I think there are some interesting things going on in this film, primarily in the way in which power dynamics are worked out, but behind it all there’s a very familiar, very masculine 1970s French way of looking at the world which reminds me a lot of Godard and his fellow travellers. Essentially, it’s about a semi-criminal young man (Gérard Depardieu) who finds himself drawn into the world of a professional dominatrix (Bulle Ogier). He has no money and comes to rely on her, while she makes her money by dominating submissive men, but he finds himself needing to express his own dominance in their power relationship. In some sense, he is enacting familiar patriarchal pattern of behaviour; I’m just not sure that the film is interested in exploring both their subjectivities, so much as wanting to find some compromise whereby she becomes more submissive to his will. That said, there’s a lot of interesting interplay between the two, and I at least don’t get the feeling that her sex work itself is being criticised. Ultimately, it feels very much like a period piece.

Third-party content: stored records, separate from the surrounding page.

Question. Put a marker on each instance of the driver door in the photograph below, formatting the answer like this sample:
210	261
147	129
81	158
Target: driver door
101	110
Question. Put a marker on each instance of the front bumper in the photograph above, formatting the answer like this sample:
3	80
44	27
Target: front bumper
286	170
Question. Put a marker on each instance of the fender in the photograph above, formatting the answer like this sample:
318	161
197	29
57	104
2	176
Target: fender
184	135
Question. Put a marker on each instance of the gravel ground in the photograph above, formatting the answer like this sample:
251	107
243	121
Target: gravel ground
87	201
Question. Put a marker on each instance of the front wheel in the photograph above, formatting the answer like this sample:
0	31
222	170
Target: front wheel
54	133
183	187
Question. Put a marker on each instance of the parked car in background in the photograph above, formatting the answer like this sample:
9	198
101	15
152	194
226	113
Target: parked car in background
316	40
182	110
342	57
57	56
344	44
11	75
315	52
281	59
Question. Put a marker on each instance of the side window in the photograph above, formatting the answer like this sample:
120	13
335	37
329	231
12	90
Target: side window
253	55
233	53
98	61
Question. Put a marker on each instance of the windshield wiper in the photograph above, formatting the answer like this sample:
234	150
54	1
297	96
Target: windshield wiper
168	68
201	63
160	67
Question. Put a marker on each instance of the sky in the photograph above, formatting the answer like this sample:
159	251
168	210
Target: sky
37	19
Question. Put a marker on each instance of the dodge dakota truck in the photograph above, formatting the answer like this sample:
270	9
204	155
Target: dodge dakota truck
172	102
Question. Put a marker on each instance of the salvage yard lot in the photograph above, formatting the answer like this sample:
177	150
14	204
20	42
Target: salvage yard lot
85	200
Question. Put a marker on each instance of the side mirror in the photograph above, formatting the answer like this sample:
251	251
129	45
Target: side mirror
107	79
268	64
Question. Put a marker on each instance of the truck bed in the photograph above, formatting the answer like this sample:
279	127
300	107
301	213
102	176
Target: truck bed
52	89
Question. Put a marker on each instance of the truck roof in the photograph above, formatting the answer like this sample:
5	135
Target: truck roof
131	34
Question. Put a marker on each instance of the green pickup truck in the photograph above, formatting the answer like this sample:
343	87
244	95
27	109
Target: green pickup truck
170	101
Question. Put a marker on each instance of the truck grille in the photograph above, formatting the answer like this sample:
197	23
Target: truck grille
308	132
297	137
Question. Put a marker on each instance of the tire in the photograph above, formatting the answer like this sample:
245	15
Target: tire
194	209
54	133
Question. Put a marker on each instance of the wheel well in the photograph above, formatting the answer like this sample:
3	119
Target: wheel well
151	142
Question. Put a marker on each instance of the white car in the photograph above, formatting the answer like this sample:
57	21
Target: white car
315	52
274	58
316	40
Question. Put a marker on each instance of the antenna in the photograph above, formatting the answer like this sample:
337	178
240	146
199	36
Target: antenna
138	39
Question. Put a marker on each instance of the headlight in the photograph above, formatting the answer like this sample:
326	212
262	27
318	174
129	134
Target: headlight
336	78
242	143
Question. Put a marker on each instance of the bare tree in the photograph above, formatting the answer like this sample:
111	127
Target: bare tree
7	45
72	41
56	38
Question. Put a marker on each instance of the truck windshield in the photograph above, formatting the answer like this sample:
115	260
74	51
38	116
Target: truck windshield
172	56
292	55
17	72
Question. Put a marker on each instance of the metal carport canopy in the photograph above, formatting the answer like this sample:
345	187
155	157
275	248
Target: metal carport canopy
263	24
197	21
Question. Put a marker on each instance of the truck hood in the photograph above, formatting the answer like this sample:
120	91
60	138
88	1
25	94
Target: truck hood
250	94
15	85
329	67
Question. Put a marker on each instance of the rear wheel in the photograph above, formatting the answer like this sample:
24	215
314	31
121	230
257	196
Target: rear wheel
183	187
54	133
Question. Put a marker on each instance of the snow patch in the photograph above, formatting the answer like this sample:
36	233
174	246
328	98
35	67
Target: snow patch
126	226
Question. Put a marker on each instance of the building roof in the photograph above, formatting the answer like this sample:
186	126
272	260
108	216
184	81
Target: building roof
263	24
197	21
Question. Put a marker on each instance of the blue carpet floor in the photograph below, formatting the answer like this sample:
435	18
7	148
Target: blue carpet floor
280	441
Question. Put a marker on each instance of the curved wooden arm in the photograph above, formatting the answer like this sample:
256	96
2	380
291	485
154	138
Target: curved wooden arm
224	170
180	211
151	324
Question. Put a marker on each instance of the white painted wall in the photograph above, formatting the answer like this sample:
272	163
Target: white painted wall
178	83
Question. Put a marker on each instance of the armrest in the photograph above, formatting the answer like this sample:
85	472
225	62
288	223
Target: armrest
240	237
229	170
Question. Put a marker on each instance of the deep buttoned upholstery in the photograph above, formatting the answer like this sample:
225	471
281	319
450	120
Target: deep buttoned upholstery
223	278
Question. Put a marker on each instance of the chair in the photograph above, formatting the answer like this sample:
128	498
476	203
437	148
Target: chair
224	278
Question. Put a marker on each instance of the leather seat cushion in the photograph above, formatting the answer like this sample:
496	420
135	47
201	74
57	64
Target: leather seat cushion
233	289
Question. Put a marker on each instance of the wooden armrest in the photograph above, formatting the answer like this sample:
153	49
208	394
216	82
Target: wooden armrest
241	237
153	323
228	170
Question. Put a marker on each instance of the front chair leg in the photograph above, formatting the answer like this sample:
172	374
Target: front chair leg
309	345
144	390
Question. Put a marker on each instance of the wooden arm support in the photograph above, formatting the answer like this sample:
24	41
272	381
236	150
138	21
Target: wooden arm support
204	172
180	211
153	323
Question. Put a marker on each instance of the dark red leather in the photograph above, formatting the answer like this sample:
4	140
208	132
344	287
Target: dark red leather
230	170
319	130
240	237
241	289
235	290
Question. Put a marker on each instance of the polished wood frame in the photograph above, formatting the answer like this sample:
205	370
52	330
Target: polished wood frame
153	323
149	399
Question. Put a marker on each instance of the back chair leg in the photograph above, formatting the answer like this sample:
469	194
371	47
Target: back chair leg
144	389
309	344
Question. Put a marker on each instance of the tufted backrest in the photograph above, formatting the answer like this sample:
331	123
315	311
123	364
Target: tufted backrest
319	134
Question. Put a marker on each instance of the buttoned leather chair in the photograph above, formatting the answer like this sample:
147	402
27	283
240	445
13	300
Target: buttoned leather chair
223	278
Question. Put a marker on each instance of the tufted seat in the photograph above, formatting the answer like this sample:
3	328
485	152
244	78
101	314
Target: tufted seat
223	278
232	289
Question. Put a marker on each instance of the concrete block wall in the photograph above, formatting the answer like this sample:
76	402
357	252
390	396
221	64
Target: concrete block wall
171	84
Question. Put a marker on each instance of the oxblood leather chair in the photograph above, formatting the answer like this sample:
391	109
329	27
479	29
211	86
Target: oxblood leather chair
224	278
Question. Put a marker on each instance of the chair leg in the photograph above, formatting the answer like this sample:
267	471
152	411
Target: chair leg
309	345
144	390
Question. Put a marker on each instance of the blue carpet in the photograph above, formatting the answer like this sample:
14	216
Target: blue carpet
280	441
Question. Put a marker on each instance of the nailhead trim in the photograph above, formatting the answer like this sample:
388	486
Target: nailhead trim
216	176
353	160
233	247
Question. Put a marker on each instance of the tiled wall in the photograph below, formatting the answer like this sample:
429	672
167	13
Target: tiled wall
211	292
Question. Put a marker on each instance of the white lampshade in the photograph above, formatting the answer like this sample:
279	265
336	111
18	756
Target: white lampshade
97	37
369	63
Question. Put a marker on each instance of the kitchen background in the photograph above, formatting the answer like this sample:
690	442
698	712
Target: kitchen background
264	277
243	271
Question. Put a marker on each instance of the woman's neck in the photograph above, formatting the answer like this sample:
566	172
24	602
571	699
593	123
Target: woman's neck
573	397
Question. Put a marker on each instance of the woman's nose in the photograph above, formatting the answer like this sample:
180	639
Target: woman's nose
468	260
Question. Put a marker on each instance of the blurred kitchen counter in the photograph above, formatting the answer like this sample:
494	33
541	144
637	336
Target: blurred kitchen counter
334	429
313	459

FILM REVIEW: Criterion Collection
Director Barbet Schroeder; Writers Schroeder and Paul Voujargol; Cinematographer Néstor Almendros; Starring Bulle Ogier, Gérard Depardieu; Length 112 minutes.

Seen at a friend’s home (DVD), London, Monday 20 August 2018.

Criterion Sunday 153: Général Idi Amin Dada: Autoportrait (General Idi Amin Dada: A Self-Portrait, 1974)

An odd documentary, with a double focus. On the one hand this is the Ugandan dictator’s film, as he gives directions to the camera and stages scenes, rambles on about his political philosophy and shows all the strings to his bow — political speechmaker, military commander (in a particularly underwhelming run-through of a prospective attack on Israel), tour guide to the African wildlife, and even accordion player. The other side of the film is Barbet Schroeder’s inserts, a pre-credits sequence of mass killings, a mention during a particular grumpy meeting that Amin holds with the foreign ministry that the minister was found dead a few weeks later, questions about his views on Hitler after producing a letter sent to the IOC following Munich. It’s chilling in its way, this genial fool and the damage and death he caused, but always relevant.


FILM REVIEW: Criterion Collection
Director/Writer Barbet Schroeder; Cinematographer Néstor Almendros; Length 90 minutes.

Seen at a friend’s home (DVD), London, Sunday 16 April 2017.